Violet smiled. “Aw, that will be perfect.”
“And you and Matias can walk down the aisle together.”
His mouth quirked, a glint in his eyes as he studied Violet’s face. “Also perfect.”
The elbow she planted in his side earned a satisfying oof.
A few minutes later, she stood at the start of the aisle next to him, no baby in her arms to supply any sort of distance between the burly bar owner and herself. She gripped the paper-towel-roll handle of the ribbon-and-bow bouquet she’d crafted for Franci at the wedding shower. The thin cardboard crumpled.
Matias held out his elbow, something flickering in his gaze to which she didn’t want to get near.

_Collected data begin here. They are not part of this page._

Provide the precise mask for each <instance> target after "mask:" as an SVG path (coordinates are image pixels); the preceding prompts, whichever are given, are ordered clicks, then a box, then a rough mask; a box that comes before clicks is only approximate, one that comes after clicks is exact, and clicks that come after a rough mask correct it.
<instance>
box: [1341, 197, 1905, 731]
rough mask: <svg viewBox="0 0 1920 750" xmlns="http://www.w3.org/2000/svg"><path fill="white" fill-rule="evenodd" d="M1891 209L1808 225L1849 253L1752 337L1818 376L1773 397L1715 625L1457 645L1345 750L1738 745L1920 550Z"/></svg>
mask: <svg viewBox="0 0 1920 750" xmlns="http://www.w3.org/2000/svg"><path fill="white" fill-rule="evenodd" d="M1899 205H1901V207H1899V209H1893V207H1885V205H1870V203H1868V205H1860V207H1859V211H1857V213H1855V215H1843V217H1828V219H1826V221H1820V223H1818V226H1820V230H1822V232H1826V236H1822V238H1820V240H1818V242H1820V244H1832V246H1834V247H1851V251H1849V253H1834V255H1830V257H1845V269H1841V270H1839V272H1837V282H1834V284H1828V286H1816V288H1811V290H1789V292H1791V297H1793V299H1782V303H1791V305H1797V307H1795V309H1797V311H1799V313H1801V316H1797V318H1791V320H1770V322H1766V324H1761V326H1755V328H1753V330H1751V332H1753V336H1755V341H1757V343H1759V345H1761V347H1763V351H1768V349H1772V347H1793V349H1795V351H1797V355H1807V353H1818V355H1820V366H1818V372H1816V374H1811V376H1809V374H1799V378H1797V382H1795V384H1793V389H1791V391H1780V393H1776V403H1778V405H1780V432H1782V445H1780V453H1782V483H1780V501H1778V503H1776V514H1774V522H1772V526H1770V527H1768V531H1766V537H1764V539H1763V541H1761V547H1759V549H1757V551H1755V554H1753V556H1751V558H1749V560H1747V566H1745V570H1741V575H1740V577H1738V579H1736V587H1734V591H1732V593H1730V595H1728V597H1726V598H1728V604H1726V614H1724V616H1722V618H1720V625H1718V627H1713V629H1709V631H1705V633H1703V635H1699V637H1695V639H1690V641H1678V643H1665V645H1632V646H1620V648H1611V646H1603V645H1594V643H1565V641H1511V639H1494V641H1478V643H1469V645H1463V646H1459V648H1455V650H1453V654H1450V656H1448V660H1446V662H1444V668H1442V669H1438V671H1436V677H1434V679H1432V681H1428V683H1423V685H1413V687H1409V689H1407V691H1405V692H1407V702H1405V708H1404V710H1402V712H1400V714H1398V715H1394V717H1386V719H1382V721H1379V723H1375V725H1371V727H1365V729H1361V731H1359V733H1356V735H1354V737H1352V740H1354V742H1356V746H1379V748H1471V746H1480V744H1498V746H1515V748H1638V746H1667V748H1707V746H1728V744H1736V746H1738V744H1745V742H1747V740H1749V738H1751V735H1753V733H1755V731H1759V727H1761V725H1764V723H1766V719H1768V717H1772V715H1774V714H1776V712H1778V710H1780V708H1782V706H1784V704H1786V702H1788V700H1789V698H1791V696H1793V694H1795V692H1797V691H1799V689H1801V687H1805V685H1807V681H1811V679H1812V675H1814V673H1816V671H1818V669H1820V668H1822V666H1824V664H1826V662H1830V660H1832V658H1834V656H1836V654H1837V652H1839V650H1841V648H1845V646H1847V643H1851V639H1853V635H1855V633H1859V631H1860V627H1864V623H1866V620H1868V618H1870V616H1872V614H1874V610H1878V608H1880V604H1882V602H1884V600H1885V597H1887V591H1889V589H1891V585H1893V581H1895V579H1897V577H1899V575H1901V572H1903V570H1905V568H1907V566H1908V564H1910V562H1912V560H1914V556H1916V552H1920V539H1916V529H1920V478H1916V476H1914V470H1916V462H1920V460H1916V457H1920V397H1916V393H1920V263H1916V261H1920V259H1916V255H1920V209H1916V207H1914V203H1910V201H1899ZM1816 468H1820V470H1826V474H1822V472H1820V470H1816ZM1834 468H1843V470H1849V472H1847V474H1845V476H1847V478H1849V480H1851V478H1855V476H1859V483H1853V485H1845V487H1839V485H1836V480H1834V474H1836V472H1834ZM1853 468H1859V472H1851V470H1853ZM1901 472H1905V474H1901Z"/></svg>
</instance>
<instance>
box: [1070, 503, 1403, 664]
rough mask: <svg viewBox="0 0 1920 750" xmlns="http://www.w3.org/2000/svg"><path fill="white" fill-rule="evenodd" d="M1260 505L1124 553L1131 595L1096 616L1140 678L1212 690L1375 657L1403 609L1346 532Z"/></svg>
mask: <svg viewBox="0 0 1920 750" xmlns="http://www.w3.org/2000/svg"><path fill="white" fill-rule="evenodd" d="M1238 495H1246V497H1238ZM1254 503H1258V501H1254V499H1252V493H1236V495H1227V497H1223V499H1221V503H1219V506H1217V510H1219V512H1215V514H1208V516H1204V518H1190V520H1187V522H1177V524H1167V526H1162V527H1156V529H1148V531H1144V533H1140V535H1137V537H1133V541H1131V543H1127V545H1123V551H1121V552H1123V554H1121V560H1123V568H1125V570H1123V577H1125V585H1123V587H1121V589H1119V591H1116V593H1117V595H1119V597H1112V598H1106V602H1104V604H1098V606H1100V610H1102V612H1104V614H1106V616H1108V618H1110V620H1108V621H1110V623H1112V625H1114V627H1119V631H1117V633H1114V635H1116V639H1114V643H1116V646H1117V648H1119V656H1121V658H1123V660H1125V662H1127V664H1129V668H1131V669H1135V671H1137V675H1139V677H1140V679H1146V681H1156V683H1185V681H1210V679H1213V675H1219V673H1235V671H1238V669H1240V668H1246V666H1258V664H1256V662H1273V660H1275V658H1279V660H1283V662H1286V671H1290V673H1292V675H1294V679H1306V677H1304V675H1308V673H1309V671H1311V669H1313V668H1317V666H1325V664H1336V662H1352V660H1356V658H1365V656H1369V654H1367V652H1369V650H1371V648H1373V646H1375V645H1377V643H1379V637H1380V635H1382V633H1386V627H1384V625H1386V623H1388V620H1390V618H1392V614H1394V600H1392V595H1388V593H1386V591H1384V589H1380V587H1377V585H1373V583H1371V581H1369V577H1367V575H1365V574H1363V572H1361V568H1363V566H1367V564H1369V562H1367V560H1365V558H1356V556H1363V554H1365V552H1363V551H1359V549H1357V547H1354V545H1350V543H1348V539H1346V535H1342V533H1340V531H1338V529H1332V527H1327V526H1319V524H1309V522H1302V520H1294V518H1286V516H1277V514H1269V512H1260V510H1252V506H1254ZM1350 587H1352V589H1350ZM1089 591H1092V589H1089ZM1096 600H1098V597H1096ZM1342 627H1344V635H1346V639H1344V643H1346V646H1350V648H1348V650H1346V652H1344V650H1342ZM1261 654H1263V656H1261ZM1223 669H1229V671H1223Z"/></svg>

Or that’s exactly what I want.
If she was being honest with herself, she had for a long time, ever since the first anniversary of her fiancé leaving Oyster Island to join a mainland brewing empire. Her ex had walked out right before their wedding rehearsal. Deserting Matias, too, and the plans he and Lawson had been about to implement for a brewery of their own. Exactly a year later, she’d been sitting at Matias’s bar, pretending her drink was celebratory.
Matias had known the truth, damn him.
In that ill-considered moment when she and Matias had comforted each other over their lingering grief and upset, things had gone too far. The following year, too.
And the year after that.
Tradition. An odd one. But once a year never hurt anyone.
There were people you had relationships with and people you had flings with, and thanks to his love-’em-and-leave-’em tendencies and being one of her brother’s best friends, Matias was neither. He was...a habit.